Cosicchè diventa difficile definire
il sapore di una lacrima,quando si presenta come un uragano e si scopre
che può essere assorbita e diventa ciò che alimenta un sorriso e la
ritrovi in ogni forma .
Ne senti il suo scorrere dentro di te e riga le emozioni dolcemente e come gocce, che cadono da foglie, alimenta le radici.
Perchè negare che ogni ogni lento
cadere tichettia sulle labbra, che sono allargate in un sorriso , dove
l'empatia del silenzio,non fa che tracciare le striature tra quei vuoti
che vengono colmati,
dove la rabbia si calma, l'ansia si
placa e quelle cortecce che ritornano alla mente si possono staccare per
scoprire, che sotto c'è ancora movimento.

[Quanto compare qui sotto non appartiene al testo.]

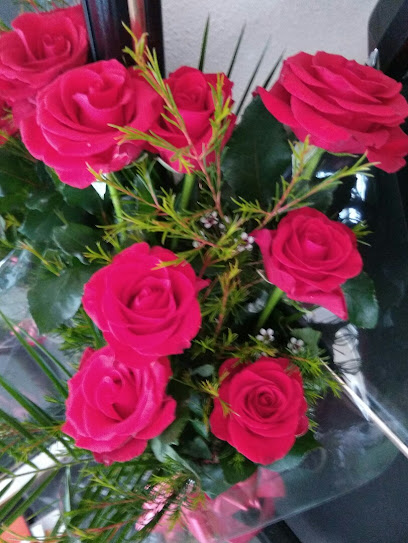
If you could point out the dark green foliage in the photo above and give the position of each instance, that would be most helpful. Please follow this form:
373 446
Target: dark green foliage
258 154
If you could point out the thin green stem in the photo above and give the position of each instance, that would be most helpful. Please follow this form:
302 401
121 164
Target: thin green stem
114 194
273 299
188 185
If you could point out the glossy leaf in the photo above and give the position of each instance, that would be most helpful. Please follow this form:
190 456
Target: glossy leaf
361 301
258 154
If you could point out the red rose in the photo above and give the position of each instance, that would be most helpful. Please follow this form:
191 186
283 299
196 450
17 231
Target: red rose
70 129
309 256
266 408
345 107
113 409
142 308
7 126
41 46
192 94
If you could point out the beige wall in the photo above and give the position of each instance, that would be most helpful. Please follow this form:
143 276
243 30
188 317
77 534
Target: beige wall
337 26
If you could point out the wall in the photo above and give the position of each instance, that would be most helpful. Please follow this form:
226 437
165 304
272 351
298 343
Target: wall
336 26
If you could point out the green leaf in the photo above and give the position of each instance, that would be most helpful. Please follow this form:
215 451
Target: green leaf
38 414
88 199
73 239
258 154
197 448
38 226
204 371
361 301
272 72
200 428
47 369
303 445
16 173
251 79
310 337
236 467
204 45
161 451
55 299
235 54
213 481
171 434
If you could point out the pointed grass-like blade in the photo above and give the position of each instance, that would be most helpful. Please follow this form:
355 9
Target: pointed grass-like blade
235 54
204 45
272 72
251 79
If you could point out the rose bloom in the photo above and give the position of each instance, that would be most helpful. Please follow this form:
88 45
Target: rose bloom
142 308
7 126
344 106
70 130
266 408
113 409
192 94
309 256
41 46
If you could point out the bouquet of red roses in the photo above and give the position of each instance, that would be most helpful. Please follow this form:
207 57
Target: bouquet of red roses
180 251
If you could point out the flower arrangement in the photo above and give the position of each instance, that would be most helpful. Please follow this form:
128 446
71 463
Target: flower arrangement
180 286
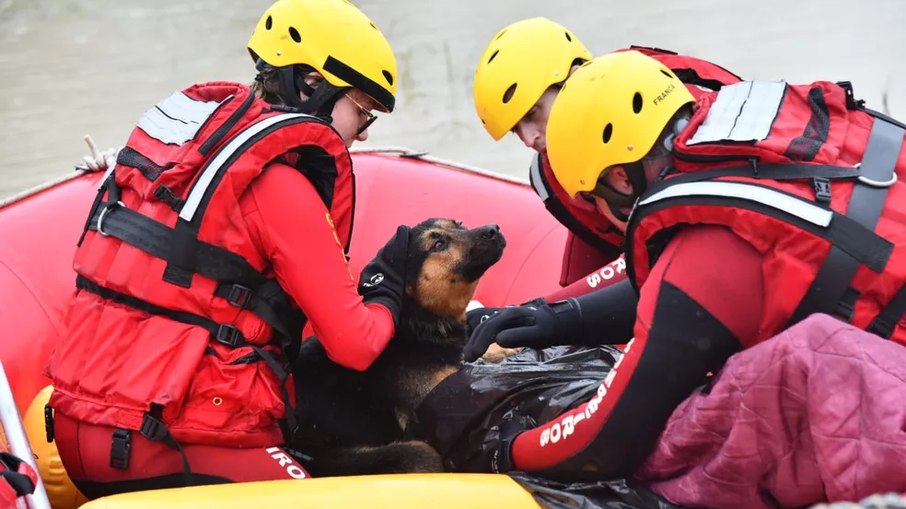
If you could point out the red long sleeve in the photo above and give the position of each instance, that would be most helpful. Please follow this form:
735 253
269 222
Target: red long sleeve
284 211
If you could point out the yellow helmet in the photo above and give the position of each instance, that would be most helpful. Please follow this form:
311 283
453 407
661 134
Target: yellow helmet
519 64
333 37
611 111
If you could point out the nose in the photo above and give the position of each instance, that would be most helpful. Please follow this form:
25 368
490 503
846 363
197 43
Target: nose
491 231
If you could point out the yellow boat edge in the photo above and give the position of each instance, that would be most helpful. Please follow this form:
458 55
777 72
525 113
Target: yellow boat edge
398 491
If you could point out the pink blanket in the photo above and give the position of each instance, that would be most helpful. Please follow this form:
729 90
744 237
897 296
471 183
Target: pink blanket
816 413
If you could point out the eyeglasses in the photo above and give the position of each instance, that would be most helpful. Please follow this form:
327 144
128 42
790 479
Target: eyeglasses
369 117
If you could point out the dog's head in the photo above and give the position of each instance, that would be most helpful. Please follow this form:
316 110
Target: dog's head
445 262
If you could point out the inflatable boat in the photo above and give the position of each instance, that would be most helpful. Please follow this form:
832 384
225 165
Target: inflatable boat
393 186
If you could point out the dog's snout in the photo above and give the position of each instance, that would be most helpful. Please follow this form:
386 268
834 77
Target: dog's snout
490 231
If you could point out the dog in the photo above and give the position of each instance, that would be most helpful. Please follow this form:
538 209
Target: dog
353 423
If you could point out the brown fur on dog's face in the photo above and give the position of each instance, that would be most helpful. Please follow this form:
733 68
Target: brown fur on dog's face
445 262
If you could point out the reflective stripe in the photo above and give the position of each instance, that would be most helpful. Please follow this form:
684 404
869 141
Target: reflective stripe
742 112
765 196
204 181
176 119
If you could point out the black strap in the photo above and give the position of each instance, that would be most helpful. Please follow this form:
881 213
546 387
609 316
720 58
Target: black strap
884 324
223 333
154 429
156 239
773 171
121 449
20 483
830 291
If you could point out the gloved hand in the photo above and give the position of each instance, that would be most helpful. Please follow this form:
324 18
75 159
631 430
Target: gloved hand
98 160
383 279
535 324
476 316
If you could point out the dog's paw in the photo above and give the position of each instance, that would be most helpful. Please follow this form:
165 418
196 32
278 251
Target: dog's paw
496 353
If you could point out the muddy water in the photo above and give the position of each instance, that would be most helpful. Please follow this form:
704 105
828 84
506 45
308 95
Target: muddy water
72 67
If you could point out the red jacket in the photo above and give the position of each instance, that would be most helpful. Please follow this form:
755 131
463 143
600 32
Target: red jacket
590 228
195 271
808 178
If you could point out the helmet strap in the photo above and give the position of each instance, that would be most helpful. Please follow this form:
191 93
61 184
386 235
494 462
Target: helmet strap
616 200
291 81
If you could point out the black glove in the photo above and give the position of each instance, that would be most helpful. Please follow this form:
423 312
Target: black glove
478 315
535 324
598 318
383 280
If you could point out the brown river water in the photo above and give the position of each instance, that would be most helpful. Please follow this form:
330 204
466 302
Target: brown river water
69 67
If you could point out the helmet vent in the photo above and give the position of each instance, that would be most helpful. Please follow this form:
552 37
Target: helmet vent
608 132
509 93
637 103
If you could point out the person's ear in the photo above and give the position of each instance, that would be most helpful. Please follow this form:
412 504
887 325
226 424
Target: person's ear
619 180
311 80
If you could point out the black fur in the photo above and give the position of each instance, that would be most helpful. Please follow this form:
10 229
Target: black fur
351 422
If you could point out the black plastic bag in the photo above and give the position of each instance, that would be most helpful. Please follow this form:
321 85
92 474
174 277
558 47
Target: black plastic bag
461 418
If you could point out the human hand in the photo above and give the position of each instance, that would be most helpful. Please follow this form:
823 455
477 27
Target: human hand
97 160
535 324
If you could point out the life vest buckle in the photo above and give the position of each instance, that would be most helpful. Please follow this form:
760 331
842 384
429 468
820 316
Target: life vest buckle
121 449
107 208
822 189
240 296
229 336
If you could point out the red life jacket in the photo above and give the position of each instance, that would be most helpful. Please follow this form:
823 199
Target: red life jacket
177 321
586 223
808 176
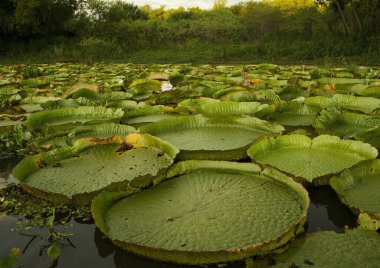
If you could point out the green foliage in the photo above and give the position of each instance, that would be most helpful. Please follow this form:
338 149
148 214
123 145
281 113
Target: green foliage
46 30
54 252
11 260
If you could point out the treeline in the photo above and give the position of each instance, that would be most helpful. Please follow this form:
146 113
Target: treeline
287 30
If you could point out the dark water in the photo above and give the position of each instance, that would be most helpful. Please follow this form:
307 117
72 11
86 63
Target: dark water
89 248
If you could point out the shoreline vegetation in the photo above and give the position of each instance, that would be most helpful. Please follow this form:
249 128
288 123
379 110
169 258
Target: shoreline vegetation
327 33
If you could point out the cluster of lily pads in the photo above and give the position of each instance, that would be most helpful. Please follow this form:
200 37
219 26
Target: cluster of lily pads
202 164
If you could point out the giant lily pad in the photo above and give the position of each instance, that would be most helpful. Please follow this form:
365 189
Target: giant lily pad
366 105
310 158
76 173
202 137
359 187
206 212
73 115
335 121
355 248
370 136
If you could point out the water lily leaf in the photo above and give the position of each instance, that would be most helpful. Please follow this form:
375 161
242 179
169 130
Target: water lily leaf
147 114
211 137
232 108
77 87
371 136
310 158
73 115
363 104
358 187
348 124
201 214
100 131
144 86
324 249
294 114
74 174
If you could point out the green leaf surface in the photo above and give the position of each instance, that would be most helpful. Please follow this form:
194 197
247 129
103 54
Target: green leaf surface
210 134
359 187
310 158
205 215
68 173
354 248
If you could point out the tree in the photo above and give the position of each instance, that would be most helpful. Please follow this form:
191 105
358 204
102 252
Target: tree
219 4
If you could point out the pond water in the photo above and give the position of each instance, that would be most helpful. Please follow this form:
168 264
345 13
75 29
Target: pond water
88 247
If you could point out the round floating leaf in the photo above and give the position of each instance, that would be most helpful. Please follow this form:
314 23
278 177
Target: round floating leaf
363 104
354 248
232 108
76 173
359 188
294 114
370 136
310 158
201 137
100 131
148 114
73 115
206 212
334 120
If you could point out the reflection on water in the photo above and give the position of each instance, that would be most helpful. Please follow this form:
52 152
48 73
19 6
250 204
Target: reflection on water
6 166
327 212
90 248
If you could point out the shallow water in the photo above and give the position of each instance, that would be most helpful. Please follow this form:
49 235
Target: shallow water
89 248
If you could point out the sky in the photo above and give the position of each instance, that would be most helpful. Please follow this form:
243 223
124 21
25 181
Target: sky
204 4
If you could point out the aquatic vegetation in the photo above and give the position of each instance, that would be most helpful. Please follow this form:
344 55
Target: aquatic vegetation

Sono quei momenti dove tutte le
difese cadono e le emozioni trottano , come pioggia che cade su una
crosta facendone colare i colori e mettendo a nudo la tela.
La stessa che continua ad assorbire e
al solo sfiorare del vento trema, nel bisogno di essere
imbrattata,nella paura di rigettare i colori, che brama , ma di cui teme
le tinte forti, la sua pesantezza, chiusa nel ricordo di ciò che è
stata.
Si intride ad ogni sfiorare del
pensiero, creando quei rivoli che scivolano verso valle, consapevole che
la cima non è il limite , ma solo una sosta per pretendere
ancora.Insicura di volerla raggiungere gocciola sulla luce serena della
sensazione di benessere, che fa sembrare la tempesta una gettata di
colori di cui riempirsi le mani per portarseli alle labbra.
Condividere le emozioni è il suono del pennello, che quando ogni goccia cade sul sorriso, traccia un arco colorato sulla tela.